Todo o imbróglio não tem razão de existir desde o início, por um motivo bem simples. Já iria nascer falido. O modelo proposto pelo QTrax não tem nada de novo. Ao contrário, já foi utilizado inúmeras vezes por aventureiros e até mesmo por empresas sólidas e conhecidas, como foi o caso da Bertelsmann ao adquirir o Napster e apresentar um “novo” Napster exibindo publicidade para fechar as contas. Foi um fiasco. Além do Napster repaginado, houve várias outras iniciativas menores para exibir publicidade via software, no anseio de que os usuários fossem clicar nos anúncios e, consequentemente, os anunciantes entenderiam o “poder” comercial da internet pelos banners e publicidade interativa. Um dos mais famosos se chamava NetZero. Também naufragou.

Havia outro problema grave, desta vez de natureza técnica. Ainda durante o anúncio da novidade no Midem, os próprios executivos por trás do QTrax disseram que, inicialmente, não havia compatibilidade com o iPod. Ou seja, logo de cara o aplicativo ia deixar de mãos atadas boa parcela dos mais afoitos usuários no quesito download de música. O conserto estava previsto apenas para o mês de abril deste ano. A conferir.

Enquanto escrevia esta coluna para a Backstage, o site oficial (www.qtrax.com) permanecia no ar e com as mesmas promessas de downloads “gratuitos e legais” de músicas. Contudo, o link para fazer o download do software não funcionava. Perto do fechamento da edição, porém, o link voltou a funcionar e o download foi permitido. Detalhe: o software não permite baixar músicas gratuitas, não. Nem de longe. O atual programa QTrax disponível funciona apenas como um catálogo para importar e ouvir suas músicas no PC, nada demais. Também permite fazer buscas por conteúdos relacionados a artistas e bandas, nada extraordinário e disponível num Google da vida.

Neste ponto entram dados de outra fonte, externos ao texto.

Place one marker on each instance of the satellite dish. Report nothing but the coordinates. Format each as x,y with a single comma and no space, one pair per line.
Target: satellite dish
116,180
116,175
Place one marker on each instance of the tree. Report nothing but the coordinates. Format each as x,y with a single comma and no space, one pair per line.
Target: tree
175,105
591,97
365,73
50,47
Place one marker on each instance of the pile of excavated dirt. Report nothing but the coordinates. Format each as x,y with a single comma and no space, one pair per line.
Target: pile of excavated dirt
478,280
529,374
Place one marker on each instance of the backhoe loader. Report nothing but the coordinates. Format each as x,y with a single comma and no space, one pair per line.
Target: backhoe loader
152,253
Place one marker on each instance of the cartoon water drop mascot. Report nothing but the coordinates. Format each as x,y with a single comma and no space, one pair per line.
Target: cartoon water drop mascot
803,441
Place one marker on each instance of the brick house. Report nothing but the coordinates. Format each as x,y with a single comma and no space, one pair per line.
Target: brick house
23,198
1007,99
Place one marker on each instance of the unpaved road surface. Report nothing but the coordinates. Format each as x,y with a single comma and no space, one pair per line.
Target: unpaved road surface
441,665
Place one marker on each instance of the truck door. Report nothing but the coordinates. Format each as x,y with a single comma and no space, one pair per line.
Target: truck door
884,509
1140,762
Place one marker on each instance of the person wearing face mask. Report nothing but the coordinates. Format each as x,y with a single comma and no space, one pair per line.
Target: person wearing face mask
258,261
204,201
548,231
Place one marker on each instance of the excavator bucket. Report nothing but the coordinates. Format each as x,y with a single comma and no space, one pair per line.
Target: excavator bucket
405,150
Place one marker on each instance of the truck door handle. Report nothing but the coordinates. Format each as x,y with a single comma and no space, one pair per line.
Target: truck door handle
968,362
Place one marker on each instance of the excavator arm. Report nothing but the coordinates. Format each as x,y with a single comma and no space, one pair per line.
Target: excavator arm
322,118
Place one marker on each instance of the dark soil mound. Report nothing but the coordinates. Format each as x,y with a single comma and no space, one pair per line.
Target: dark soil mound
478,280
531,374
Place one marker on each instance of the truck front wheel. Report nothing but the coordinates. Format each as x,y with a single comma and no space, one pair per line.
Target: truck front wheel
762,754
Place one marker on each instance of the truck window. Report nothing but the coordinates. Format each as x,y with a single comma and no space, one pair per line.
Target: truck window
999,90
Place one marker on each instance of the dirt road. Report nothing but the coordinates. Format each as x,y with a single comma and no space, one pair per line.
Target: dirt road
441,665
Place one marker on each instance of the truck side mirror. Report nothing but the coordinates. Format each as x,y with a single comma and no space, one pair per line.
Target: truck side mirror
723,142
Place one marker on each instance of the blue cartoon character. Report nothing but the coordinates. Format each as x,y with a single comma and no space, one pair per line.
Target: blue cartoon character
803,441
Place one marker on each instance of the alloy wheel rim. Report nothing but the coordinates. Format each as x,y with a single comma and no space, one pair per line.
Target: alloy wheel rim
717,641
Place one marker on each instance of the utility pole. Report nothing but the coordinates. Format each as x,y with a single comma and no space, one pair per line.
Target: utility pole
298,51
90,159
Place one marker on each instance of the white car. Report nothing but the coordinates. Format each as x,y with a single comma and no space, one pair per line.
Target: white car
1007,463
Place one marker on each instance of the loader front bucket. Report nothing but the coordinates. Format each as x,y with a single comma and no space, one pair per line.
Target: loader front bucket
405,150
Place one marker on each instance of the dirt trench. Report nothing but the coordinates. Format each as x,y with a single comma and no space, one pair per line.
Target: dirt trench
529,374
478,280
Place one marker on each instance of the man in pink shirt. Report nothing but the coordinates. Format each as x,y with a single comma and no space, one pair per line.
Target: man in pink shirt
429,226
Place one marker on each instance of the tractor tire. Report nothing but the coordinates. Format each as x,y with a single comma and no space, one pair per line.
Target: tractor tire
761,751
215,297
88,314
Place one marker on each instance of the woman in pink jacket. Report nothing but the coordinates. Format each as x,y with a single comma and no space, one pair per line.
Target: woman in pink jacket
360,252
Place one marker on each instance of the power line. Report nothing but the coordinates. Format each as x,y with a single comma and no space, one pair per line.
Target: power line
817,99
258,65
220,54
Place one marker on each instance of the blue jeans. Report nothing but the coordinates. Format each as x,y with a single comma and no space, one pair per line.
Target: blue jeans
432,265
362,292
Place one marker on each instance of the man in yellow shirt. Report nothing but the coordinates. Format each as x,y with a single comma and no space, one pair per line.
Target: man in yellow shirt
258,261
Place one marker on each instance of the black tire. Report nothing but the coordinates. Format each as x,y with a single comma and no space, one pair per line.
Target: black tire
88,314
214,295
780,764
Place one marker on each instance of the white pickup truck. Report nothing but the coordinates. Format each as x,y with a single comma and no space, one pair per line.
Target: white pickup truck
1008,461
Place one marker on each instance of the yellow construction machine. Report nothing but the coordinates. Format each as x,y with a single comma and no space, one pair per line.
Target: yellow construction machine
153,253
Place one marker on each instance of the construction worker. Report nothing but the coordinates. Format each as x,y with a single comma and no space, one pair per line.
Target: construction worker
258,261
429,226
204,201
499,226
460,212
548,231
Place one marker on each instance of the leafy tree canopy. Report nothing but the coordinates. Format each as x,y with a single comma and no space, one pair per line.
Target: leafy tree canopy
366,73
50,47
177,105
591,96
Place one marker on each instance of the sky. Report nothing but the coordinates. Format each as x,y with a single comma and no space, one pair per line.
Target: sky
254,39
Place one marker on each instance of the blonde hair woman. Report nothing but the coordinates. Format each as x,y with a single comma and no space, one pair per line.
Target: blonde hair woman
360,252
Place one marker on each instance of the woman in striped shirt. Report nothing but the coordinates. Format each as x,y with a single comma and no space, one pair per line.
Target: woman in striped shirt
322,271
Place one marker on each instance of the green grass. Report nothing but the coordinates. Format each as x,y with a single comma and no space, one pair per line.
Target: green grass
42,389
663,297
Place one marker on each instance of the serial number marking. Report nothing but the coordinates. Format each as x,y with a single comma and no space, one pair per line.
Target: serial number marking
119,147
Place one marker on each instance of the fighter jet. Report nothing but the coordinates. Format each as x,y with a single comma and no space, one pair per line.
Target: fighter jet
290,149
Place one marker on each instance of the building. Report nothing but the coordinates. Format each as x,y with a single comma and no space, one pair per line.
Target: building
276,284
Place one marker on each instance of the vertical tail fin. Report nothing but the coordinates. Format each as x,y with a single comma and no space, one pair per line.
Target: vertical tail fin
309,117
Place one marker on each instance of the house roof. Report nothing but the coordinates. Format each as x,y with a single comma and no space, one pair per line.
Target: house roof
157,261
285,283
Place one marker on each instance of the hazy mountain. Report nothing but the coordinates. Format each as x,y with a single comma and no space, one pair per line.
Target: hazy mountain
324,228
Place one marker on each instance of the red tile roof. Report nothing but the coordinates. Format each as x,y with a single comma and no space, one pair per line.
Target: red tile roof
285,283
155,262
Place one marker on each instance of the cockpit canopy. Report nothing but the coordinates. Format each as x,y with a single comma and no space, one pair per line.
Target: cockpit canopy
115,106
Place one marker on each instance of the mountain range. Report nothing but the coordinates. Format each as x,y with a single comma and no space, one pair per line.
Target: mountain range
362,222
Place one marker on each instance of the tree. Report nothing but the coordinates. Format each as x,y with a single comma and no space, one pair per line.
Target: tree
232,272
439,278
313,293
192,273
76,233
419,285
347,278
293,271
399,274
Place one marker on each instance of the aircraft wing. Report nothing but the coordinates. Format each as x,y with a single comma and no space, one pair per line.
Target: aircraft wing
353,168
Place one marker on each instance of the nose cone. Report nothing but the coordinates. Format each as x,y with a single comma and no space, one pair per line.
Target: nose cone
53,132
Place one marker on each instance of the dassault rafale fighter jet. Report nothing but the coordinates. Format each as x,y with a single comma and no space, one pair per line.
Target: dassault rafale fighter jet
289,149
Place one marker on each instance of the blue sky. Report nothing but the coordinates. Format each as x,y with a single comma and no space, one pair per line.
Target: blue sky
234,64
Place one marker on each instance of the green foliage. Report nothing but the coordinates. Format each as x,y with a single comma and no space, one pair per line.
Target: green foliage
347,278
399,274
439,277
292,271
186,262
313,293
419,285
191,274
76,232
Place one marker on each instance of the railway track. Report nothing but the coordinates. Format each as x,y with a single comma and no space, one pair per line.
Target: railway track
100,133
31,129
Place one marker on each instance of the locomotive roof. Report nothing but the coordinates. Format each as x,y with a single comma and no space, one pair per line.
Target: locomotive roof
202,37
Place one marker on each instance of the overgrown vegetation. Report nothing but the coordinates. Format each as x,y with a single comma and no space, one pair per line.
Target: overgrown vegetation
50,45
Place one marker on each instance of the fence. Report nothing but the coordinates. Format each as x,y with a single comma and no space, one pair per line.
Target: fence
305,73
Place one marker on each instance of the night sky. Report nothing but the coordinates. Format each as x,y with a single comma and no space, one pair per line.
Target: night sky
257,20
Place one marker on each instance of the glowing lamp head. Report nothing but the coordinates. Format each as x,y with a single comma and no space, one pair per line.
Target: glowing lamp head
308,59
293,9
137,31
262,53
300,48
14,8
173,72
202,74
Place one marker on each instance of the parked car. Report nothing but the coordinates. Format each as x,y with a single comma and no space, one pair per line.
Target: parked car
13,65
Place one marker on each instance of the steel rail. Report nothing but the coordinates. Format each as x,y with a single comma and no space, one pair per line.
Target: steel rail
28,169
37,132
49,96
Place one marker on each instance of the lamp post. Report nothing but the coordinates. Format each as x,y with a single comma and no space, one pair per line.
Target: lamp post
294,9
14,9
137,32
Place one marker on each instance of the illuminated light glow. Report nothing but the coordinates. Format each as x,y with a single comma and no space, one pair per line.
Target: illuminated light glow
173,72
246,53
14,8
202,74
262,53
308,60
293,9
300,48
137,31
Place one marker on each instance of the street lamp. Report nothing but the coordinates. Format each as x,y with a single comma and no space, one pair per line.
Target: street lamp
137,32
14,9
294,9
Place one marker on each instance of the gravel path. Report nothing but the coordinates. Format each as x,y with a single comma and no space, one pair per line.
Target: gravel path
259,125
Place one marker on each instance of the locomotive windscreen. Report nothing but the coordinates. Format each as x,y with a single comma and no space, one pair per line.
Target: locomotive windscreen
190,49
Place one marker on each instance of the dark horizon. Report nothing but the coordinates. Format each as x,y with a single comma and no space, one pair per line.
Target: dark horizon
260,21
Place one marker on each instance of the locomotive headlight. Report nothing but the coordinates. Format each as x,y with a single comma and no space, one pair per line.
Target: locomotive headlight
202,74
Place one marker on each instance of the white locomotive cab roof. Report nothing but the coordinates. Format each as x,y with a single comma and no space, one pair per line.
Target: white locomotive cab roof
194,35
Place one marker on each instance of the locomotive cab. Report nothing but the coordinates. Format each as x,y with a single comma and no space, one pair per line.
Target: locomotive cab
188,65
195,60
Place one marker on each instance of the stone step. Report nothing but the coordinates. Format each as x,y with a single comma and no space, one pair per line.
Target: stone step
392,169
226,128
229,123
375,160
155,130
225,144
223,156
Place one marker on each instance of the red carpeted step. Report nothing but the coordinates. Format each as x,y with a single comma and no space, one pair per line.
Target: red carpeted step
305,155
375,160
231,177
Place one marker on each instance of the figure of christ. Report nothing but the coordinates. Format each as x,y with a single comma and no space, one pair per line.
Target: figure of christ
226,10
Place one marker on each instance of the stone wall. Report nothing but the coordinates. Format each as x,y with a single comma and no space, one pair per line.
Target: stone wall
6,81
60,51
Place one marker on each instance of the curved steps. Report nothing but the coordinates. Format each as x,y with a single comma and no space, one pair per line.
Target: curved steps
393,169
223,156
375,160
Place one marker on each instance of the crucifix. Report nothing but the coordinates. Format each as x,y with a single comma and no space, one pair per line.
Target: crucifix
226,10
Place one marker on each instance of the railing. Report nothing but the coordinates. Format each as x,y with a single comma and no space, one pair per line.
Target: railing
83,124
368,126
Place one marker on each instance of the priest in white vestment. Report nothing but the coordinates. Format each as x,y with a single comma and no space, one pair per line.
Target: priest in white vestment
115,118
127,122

Segundo a equipe do Times londrino, a equipe do QTrax gastou 500 mil dólares (R$ 885 mil) no lançamento do site, incluindo o anúncio no Midem e outras publicidades externas. A estratégia de lançamento incluiu o nome de gente conhecida (pelo menos, dos gringos) como LL Cool J. e James Blunt. Ignorante de música pop que sou, nunca ouvi falar de nenhum dos dois.